1. Introduction

1.1 Context and Problem

In the current era, where technology is advancing at a rapid pace, the realm of healthcare is flooded with a monumental amount of data. While these data have the potential to uncover valuable insights and enhance patient care, their efficient management and analysis pose a significant challenge, especially for health institutions that still largely depend on manual and traditional processes for data management.

Specifically, in the HADO area of the Santiago de Compostela hospital, patient records are managed, among other ways, manually using Excel spreadsheets. This methodology, although functional, leads to a lack of standardization in data formats and limited utilization of the collected information, further hampered by the absence of an efficient system to process and analyze the data in an integrated and cohesive manner.

1.2 Need and Justification for the Project

The core project of this Master’s Thesis (TFM) arises in response to this notable gap. It seeks to implement a more sophisticated technological and analytical approach with the goal of maximizing the value obtained from the collected data, providing deeper insights into diagnoses and treatments, and identifying trends that can be crucial for the continuous improvement of patient care.

1.3 Objectives

The main objective of this project is to enhance the current process of patient tracking in HADO by:

  • Conducting exploratory data analyses (EDA) with a special focus on main diagnoses.

  • Identifying trends and classifying high-cardinality variables.

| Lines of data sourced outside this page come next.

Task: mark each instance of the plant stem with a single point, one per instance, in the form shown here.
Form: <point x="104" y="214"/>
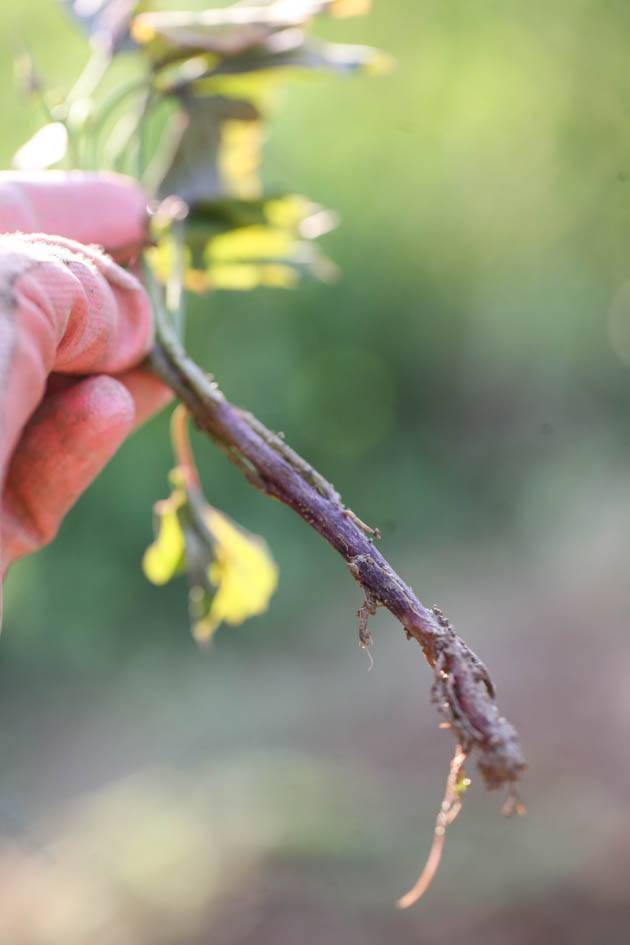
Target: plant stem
<point x="462" y="688"/>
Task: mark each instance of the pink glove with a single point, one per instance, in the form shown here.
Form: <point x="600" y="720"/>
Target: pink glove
<point x="72" y="326"/>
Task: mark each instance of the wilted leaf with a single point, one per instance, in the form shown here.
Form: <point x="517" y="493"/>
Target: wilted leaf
<point x="165" y="558"/>
<point x="48" y="146"/>
<point x="241" y="245"/>
<point x="231" y="573"/>
<point x="204" y="166"/>
<point x="243" y="576"/>
<point x="232" y="30"/>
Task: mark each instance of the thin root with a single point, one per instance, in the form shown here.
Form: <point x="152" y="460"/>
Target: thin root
<point x="449" y="809"/>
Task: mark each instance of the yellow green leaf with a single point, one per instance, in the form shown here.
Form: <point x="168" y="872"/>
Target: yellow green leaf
<point x="243" y="572"/>
<point x="165" y="557"/>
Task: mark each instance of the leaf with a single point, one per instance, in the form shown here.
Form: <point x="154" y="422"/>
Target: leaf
<point x="48" y="146"/>
<point x="204" y="165"/>
<point x="243" y="574"/>
<point x="232" y="30"/>
<point x="241" y="245"/>
<point x="165" y="557"/>
<point x="231" y="572"/>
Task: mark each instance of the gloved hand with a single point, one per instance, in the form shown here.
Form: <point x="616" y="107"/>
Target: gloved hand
<point x="73" y="328"/>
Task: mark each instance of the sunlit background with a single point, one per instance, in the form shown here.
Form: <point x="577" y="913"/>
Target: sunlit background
<point x="467" y="387"/>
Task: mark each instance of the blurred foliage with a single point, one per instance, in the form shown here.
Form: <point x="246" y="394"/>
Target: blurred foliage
<point x="483" y="191"/>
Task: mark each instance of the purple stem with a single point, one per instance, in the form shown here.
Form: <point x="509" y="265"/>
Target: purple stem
<point x="462" y="688"/>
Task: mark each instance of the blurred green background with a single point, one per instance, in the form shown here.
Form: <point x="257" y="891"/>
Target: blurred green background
<point x="466" y="385"/>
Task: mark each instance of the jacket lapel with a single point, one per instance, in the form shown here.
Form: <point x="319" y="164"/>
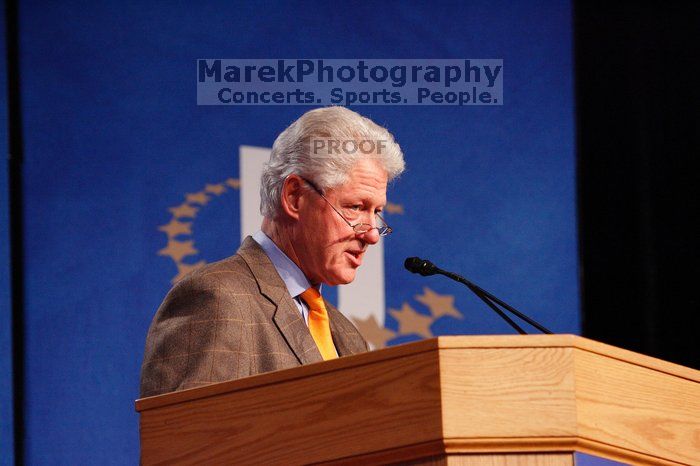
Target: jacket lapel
<point x="287" y="317"/>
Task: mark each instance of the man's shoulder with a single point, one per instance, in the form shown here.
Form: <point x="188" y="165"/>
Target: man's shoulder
<point x="233" y="272"/>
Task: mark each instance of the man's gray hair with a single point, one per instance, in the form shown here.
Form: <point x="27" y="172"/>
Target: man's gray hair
<point x="297" y="150"/>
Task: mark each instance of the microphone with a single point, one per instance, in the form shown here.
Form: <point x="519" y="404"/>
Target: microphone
<point x="425" y="268"/>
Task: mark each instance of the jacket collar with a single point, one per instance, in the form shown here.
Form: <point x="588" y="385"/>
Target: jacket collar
<point x="286" y="317"/>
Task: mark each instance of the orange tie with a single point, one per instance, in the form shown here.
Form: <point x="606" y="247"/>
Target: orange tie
<point x="318" y="323"/>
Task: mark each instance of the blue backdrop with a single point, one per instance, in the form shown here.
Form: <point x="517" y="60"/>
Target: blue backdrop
<point x="114" y="139"/>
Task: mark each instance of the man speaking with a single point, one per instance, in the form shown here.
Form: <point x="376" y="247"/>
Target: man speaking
<point x="260" y="310"/>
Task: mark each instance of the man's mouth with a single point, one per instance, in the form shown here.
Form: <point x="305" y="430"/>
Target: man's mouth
<point x="355" y="257"/>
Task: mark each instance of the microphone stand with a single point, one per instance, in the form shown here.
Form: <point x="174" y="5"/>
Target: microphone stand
<point x="493" y="303"/>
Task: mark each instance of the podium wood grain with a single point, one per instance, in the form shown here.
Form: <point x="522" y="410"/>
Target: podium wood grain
<point x="451" y="400"/>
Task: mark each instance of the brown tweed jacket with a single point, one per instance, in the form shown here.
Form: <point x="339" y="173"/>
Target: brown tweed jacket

  • Applying Natural Language Processing (NLP) techniques and modeling to group and classify variables.

  • Creating an application for the visualization of the transformed and analyzed data, thus assisting in the decision-making process of HADO professionals.

1.4 Methodological Approach

The project is developed using the Kedro framework to ensure a reproducible and robust data science workflow and the Streamlit visualization tool, thereby providing an application that serves as an interface for data visualization and results. The complete development process, from data collection and preprocessing to analysis and visualization of results, will be detailed throughout this document.

The code for this project is accessible in the repository: Link: TFM GitHub project.